I could see him warring with his hunger. Wythe pushed out his lip. “It is teatime.”
There really was no set teatime. Teatime meant afternoon snack and could happen any time after lunch and before dinner. I wanted a pasty. The half-moon shaped potpies were a much more travel-frie
ndly shape than our own little pies because I could eat the half-moons without a fork and they could be carried in my hand. An eco-friendly kind of takeout. “I want a potato-cheese one.”
Interest sparked in Wythe’s eyes. “They may still have steak ones.”
I paused at the bear on the way in, waiting for the tourists to finish their snapshot. I was getting a selfie. Sure, I could have ignored the whole selfie sore point. But then, things around it would fester. I was ripping the band-aid off on the photo issue. Wythe was looking around as if he wasn’t used to the train station.
“Wythe.

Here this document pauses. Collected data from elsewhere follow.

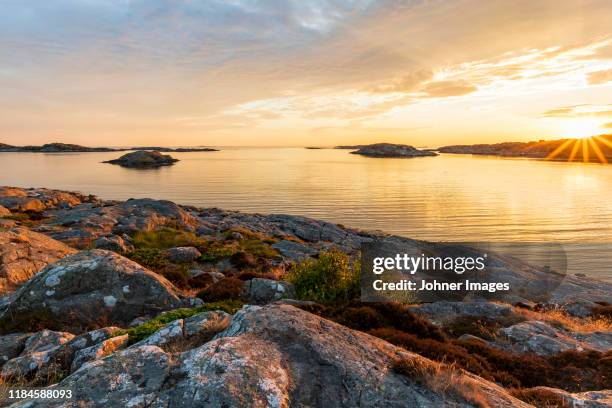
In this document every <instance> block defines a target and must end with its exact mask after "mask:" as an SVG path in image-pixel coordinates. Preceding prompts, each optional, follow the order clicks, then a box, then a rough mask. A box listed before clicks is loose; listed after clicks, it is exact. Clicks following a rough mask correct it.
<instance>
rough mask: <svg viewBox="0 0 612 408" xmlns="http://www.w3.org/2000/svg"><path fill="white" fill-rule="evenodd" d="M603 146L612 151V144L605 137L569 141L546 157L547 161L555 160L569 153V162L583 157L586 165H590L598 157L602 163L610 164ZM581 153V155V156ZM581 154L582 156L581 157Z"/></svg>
mask: <svg viewBox="0 0 612 408" xmlns="http://www.w3.org/2000/svg"><path fill="white" fill-rule="evenodd" d="M602 146H605V147H607V148H608V149H612V142H610V140H608V139H607V138H606V137H604V136H591V137H586V138H580V139H567V140H566V141H564V142H563V143H561V144H560V145H559V146H558V147H557V148H556V149H555V150H553V151H552V152H550V153H549V154H548V156H546V160H555V159H558V157H559V156H560V155H561V154H562V153H564V152H565V151H569V155H568V158H567V161H570V162H571V161H578V160H580V156H582V157H581V158H582V161H583V162H584V163H589V162H590V161H591V157H596V158H597V160H598V161H599V162H600V163H608V158H607V157H606V154H604V152H603V151H602ZM580 153H581V154H580ZM579 154H580V156H579Z"/></svg>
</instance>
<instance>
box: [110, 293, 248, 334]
mask: <svg viewBox="0 0 612 408" xmlns="http://www.w3.org/2000/svg"><path fill="white" fill-rule="evenodd" d="M242 306H243V303H242V302H240V301H238V300H227V301H222V302H212V303H205V304H203V305H202V306H198V307H193V308H181V309H175V310H170V311H168V312H163V313H161V314H160V315H158V316H157V317H155V318H153V319H151V320H149V321H146V322H144V323H142V324H140V325H138V326H136V327H130V328H128V329H121V330H118V331H116V332H115V333H113V335H114V336H121V335H124V334H127V335H129V344H134V343H138V342H139V341H141V340H143V339H146V338H147V337H149V336H150V335H152V334H153V333H155V332H156V331H158V330H159V329H161V328H162V327H164V326H166V325H167V324H168V323H170V322H173V321H175V320H178V319H186V318H188V317H191V316H194V315H196V314H198V313H202V312H209V311H213V310H223V311H224V312H226V313H230V314H234V313H236V312H237V311H238V310H239V309H240V308H241V307H242Z"/></svg>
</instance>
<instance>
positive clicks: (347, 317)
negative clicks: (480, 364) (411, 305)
mask: <svg viewBox="0 0 612 408" xmlns="http://www.w3.org/2000/svg"><path fill="white" fill-rule="evenodd" d="M302 308H303V309H305V310H308V311H310V312H311V313H315V314H317V315H319V316H322V317H325V318H327V319H330V320H333V321H335V322H337V323H340V324H342V325H344V326H347V327H350V328H351V329H355V330H360V331H363V332H368V331H370V330H374V329H381V328H392V329H395V330H399V331H400V332H405V333H411V334H414V335H416V336H418V337H420V338H425V339H434V340H439V341H445V340H446V335H445V334H444V332H442V330H441V329H440V328H438V327H437V326H434V325H433V324H431V323H430V322H428V321H427V320H425V319H423V318H421V317H418V316H417V315H415V314H414V313H412V312H411V311H410V310H409V308H408V307H407V306H406V305H403V304H401V303H361V302H358V301H354V302H351V303H349V304H347V305H343V306H335V307H330V306H323V305H317V304H315V305H306V306H303V307H302Z"/></svg>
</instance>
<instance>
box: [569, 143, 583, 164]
mask: <svg viewBox="0 0 612 408" xmlns="http://www.w3.org/2000/svg"><path fill="white" fill-rule="evenodd" d="M579 148H580V140H578V139H576V142H574V147H573V148H572V152H571V153H570V157H569V159H568V160H567V161H574V159H575V158H576V155H577V154H578V149H579Z"/></svg>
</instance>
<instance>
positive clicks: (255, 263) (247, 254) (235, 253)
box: [230, 251, 257, 270]
mask: <svg viewBox="0 0 612 408" xmlns="http://www.w3.org/2000/svg"><path fill="white" fill-rule="evenodd" d="M230 262H231V264H232V265H233V266H234V267H235V268H237V269H238V270H242V269H252V268H255V267H256V266H257V260H256V259H255V257H254V256H253V255H251V254H249V253H247V252H243V251H238V252H236V253H234V254H232V256H230Z"/></svg>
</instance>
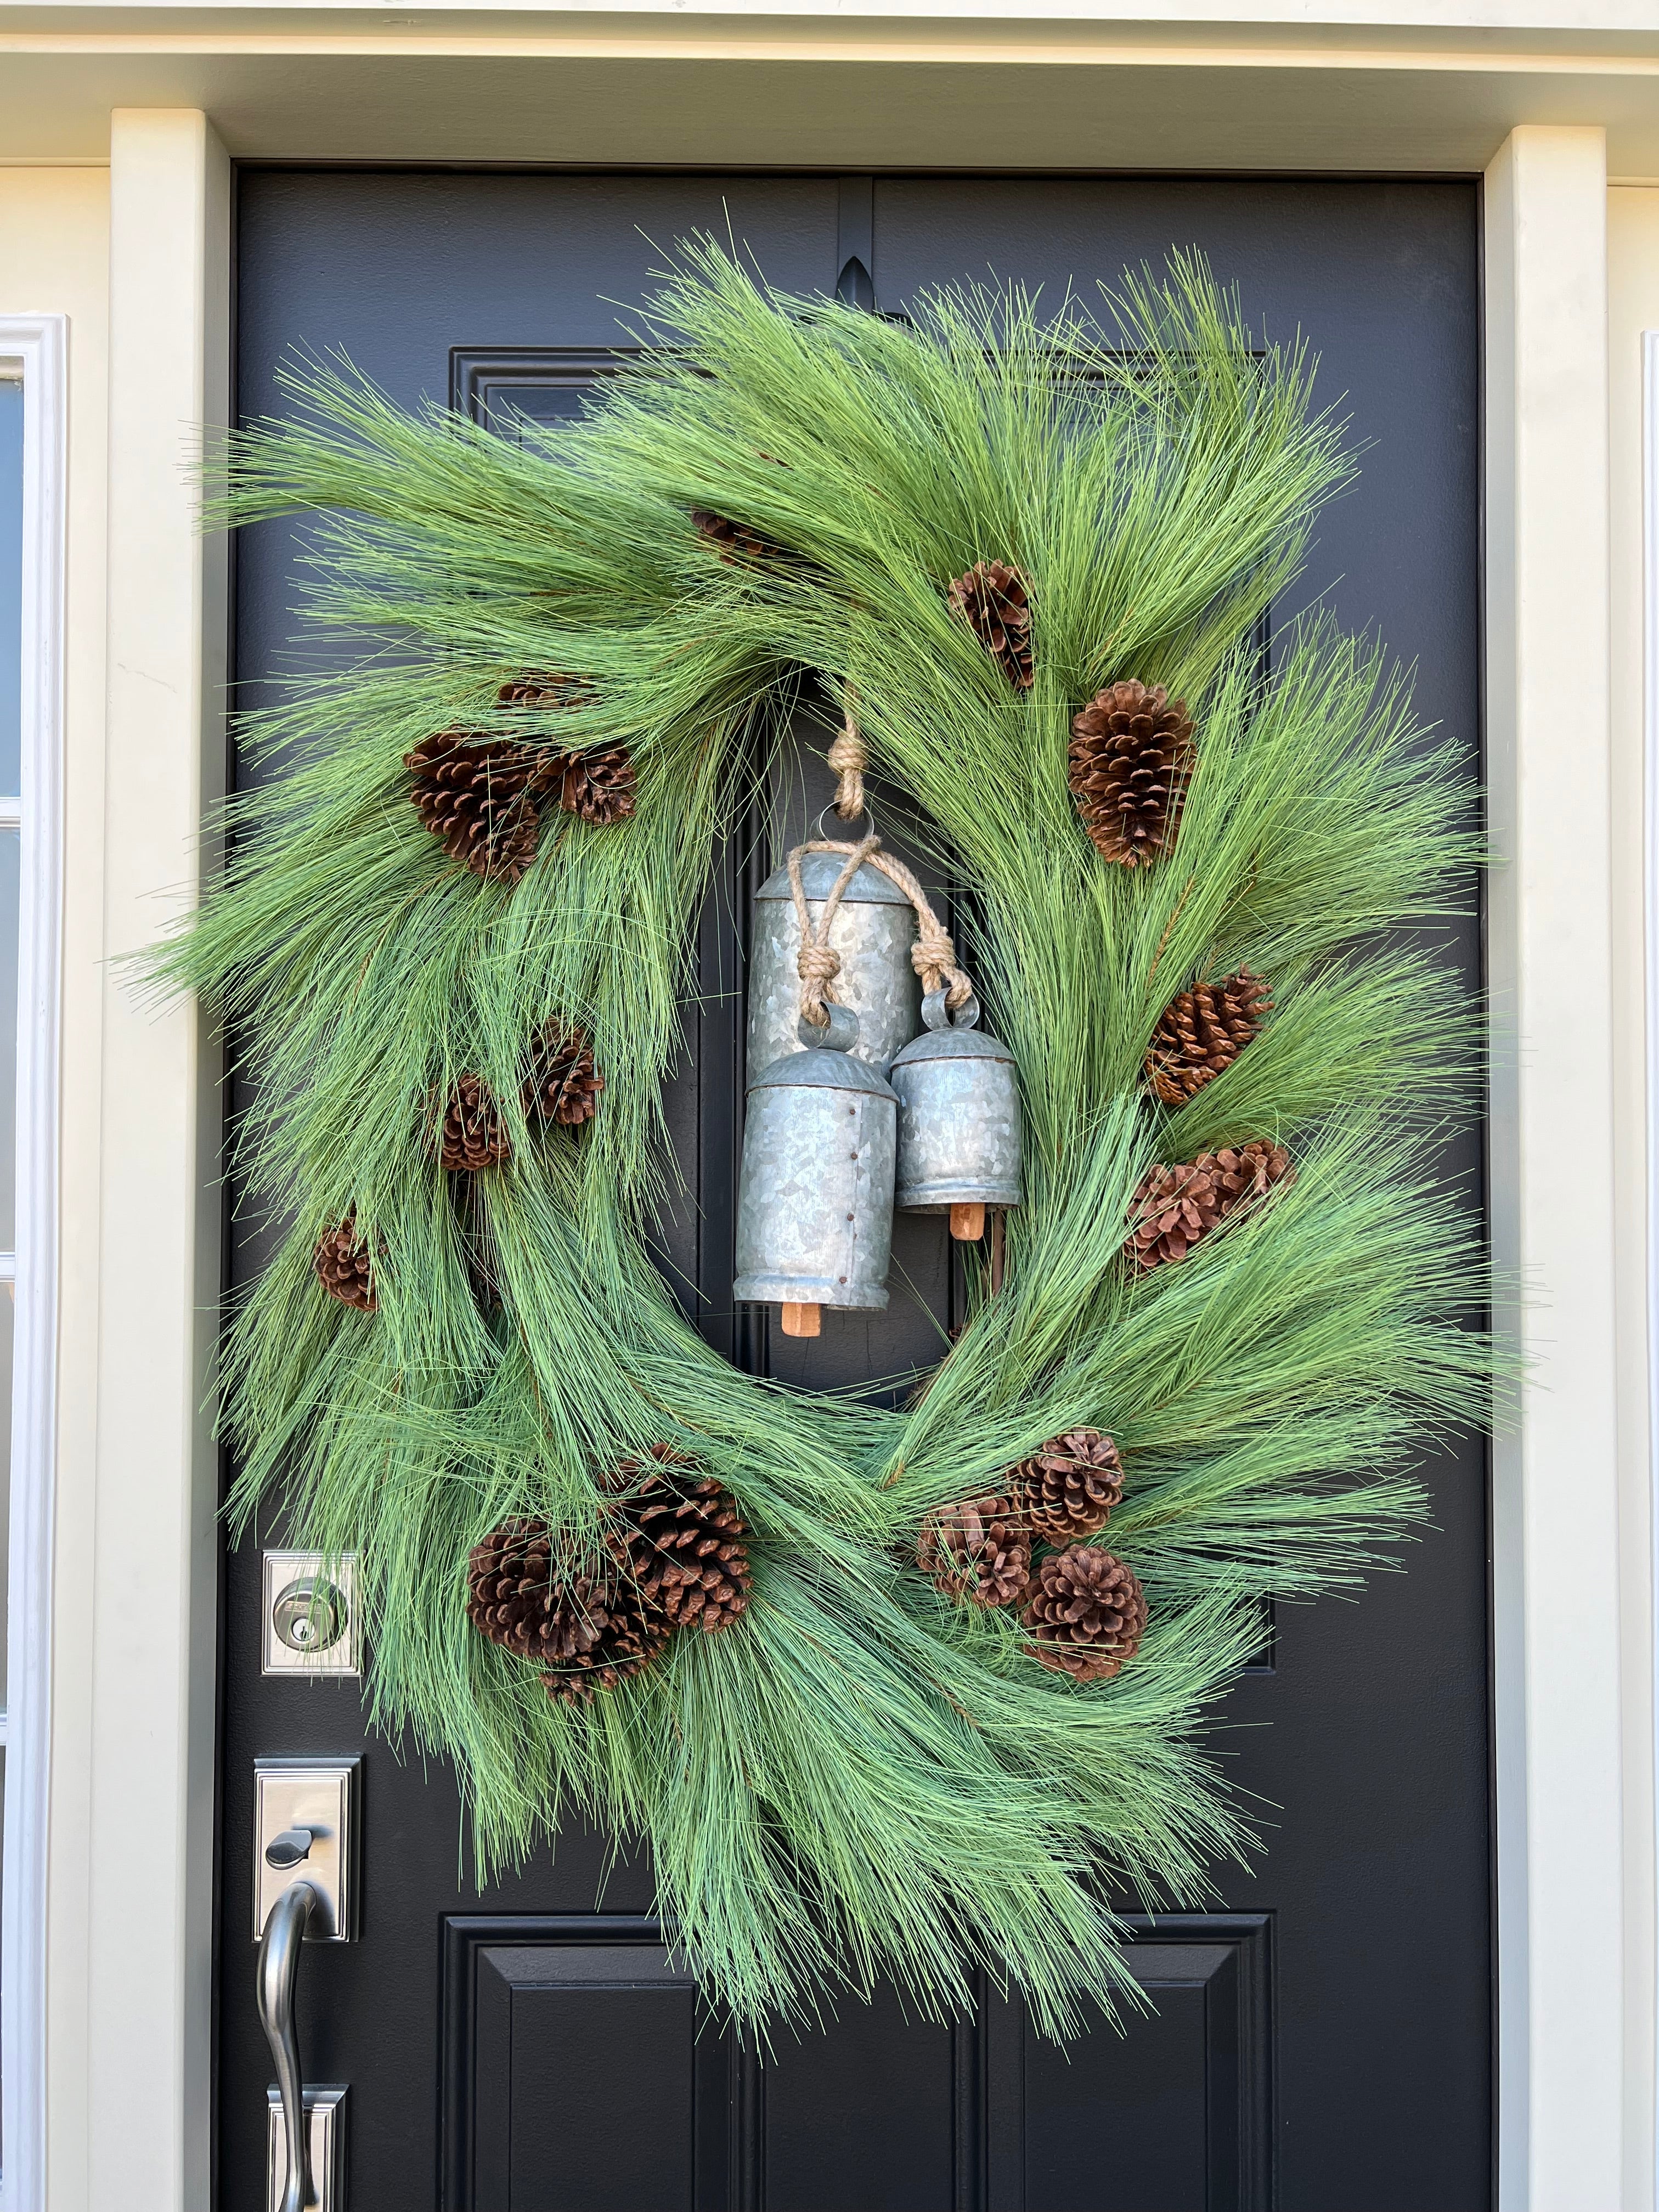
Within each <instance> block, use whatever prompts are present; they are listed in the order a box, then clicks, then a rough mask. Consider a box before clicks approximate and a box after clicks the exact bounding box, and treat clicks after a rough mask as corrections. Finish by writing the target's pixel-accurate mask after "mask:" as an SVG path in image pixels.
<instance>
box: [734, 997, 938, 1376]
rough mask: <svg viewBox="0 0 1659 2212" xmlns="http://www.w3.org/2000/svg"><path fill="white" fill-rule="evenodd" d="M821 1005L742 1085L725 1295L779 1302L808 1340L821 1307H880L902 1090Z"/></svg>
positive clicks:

Come here.”
He looked at me like I was crazy.
“Get in the photo with me. If ‘Paddington’ is correct, great, we’ll get a tick mark. But if he’s not, at least we can send in this picture with Paddington wearing his little red jacket, and the Professor will understand why we thought of ‘red’ and bear books.” I was overexplaining to persuade him.
He wavered. More than one tourist was waiting for me to move so they could get their shot. I wasn’t budging. That, more than anything, made him lean in and pose.
Then we entered the train station. Paddington Station smelled of London air and train exhaust and held a ton of commuters all going purposefully in different directions. Two couples rolled bags along the colored floor stickers leading them to the Heathrow Express. A group of guys in soccer jerseys headed to the underground entrance. A guy in a striped suit carrying a briefcase strode toward the taxi queue. A few were like me and Wythe, less purposeful.
Stores and restaurants enclosed the railway tracks on one end. We got our food at a kiosk and found an iron bench. After the first cheesy bite and sip of semi-warm fizzy soda, my phone pinged with an incoming email. I clicked on it, hoping for the next clue. Something Wythe and I could talk about.
The email was from Felicity. I opened it. Waking up to another glorious day. Going to hit the Smithsonian for some sight-seeing. Or is it site-seeing? Whichever. D.C. in the summer is such a treat. Are you getting any touring in? I know I’m lucky to be so ahead on my assignments. Is it raining there? Again. Don’t let those wet plop-plops stop you from getting out.